The secrets of low rolling resistance
(ARA) – In the world of tires, “low rolling resistance” is a lot like health care. It’s a topic that affects nearly all adults, but the majority of consumers are not very well versed about the subject.
This is partly because tires have long been put on the back burner. Consumers know their tires are round and have tread patterns, but most don’t want to think about them until those treads start to wear or there’s a flat.
Nearly every hybrid vehicle now comes equipped with low rolling resistance (LRR) tires, which are designed to minimize the energy wasted as heat while the tire rolls down the road. A wide array of manufacturers are also developing LRR tires (in lieu of standard models) for gas-powered cars and trucks.
The overall result: better fuel efficiency. In fact, says Mark Chung, director of corporate planning and strategy for Yokohama Tire Corporation, studies have shown that for a vehicle averaging 15,000 miles a year, fuel savings (figured at $3 per gallon) on LRR tires will be approximately $100 annually.
“Think of a bicycle,” says Chung. “It takes more energy to pedal a bike when the tires haveless air because more rubber is hitting the road. The same theory applies to your car. A lot of energy is used to overcome rolling resistance, so gas mileage suffers (and more C02 is emitted) as a direct result. This is the reason properly inflated LRR tires, which provide the least amount of resistance against the road, are gaining acceptance across the U.S.”
According to Chung, manufacturers of LRR tires adhere to the same federal guidelines used to control the traction, treadwear and temperature resistance of every other type of tire. So for eco-conscious and budget-conscious drivers who truly want to maximize their mileage, the shift to low rolling resistance tires is a popular upgrade.
Some manufacturers have mastered the LLR art while others are still learning. And many original equipment and replacement tires still lack rolling resistance labeling, warns Chung. “Therefore, consumers should consult their tire dealers before making any low rolling resistance purchase,” he says.

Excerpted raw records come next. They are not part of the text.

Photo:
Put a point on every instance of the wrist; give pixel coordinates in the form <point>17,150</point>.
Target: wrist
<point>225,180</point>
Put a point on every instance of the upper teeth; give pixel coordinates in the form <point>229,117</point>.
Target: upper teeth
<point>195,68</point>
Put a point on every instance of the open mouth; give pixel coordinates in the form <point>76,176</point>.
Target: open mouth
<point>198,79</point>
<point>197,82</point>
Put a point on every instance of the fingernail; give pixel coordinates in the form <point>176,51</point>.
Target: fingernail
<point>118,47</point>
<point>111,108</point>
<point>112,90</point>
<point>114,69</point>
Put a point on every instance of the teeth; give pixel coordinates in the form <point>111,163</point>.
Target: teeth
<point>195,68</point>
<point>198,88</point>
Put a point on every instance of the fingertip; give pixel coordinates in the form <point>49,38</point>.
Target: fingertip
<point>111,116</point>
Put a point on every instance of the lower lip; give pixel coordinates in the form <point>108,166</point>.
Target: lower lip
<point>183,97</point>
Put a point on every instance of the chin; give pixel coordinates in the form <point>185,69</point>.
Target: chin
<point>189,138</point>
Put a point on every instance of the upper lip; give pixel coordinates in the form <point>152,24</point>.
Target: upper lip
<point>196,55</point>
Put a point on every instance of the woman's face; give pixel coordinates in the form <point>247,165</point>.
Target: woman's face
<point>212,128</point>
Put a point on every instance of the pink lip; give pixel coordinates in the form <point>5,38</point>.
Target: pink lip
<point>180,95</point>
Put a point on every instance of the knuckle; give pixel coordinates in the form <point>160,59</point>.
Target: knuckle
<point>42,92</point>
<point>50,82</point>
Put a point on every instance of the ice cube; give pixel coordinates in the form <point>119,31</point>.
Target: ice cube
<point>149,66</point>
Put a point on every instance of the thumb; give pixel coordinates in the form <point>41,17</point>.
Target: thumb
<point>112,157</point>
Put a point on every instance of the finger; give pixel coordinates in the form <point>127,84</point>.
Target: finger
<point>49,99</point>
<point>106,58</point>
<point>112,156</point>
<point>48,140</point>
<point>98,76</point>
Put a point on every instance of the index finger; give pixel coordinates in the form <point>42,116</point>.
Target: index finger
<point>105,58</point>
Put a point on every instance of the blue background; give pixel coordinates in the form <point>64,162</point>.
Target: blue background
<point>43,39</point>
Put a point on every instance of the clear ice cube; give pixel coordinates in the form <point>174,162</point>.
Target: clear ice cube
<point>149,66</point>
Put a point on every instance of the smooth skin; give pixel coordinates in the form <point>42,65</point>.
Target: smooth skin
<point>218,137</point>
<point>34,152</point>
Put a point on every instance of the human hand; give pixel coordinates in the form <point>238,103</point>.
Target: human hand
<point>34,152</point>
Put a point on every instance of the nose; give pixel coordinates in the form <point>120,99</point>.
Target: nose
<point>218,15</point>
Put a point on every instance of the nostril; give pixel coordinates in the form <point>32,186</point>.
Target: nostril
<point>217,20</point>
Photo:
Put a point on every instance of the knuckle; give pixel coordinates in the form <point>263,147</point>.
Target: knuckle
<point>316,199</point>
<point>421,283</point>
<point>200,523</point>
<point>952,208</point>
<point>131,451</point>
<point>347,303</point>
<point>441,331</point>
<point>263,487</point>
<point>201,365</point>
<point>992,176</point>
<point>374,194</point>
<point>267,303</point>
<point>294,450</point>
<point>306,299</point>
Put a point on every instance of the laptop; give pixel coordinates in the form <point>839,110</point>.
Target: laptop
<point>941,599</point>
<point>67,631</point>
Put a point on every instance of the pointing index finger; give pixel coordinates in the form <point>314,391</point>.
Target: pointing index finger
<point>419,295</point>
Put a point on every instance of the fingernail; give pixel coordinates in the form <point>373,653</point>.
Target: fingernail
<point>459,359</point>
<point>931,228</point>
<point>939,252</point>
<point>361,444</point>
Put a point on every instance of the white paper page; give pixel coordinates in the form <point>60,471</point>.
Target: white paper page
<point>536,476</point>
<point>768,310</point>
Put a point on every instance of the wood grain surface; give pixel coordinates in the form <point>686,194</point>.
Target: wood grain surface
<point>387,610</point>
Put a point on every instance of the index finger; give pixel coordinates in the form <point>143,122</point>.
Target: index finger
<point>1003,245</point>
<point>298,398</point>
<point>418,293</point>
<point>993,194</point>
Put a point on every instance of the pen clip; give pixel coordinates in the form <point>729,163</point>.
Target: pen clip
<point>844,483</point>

Also, Chung reminds consumers that low rolling resistance tires are but one way drivers can help the environment and save money. He offers these additional tips:
* Keep your tires properly inflated. Once a month, when the tires are cold (at least three to four hours after the vehicle has been driven), check tire pressure with a reliable tire gauge. Be sure that the valve stems have a plastic or metal cap to keep dirt out and seal against leakage.
* Replace your air filter. A clogged air filter blocks the air needed to burn fuel efficiently which wastes gas.
* Keep your car tuned-up according to the manufacturer’s recommended schedule and you’ll keep all systems in good working order, which can optimize your mileage.
* Slow down. For every five miles per hour you go above 60 mph, you’re lowering your gas mileage and, ultimately, paying even more for each gallon of gas.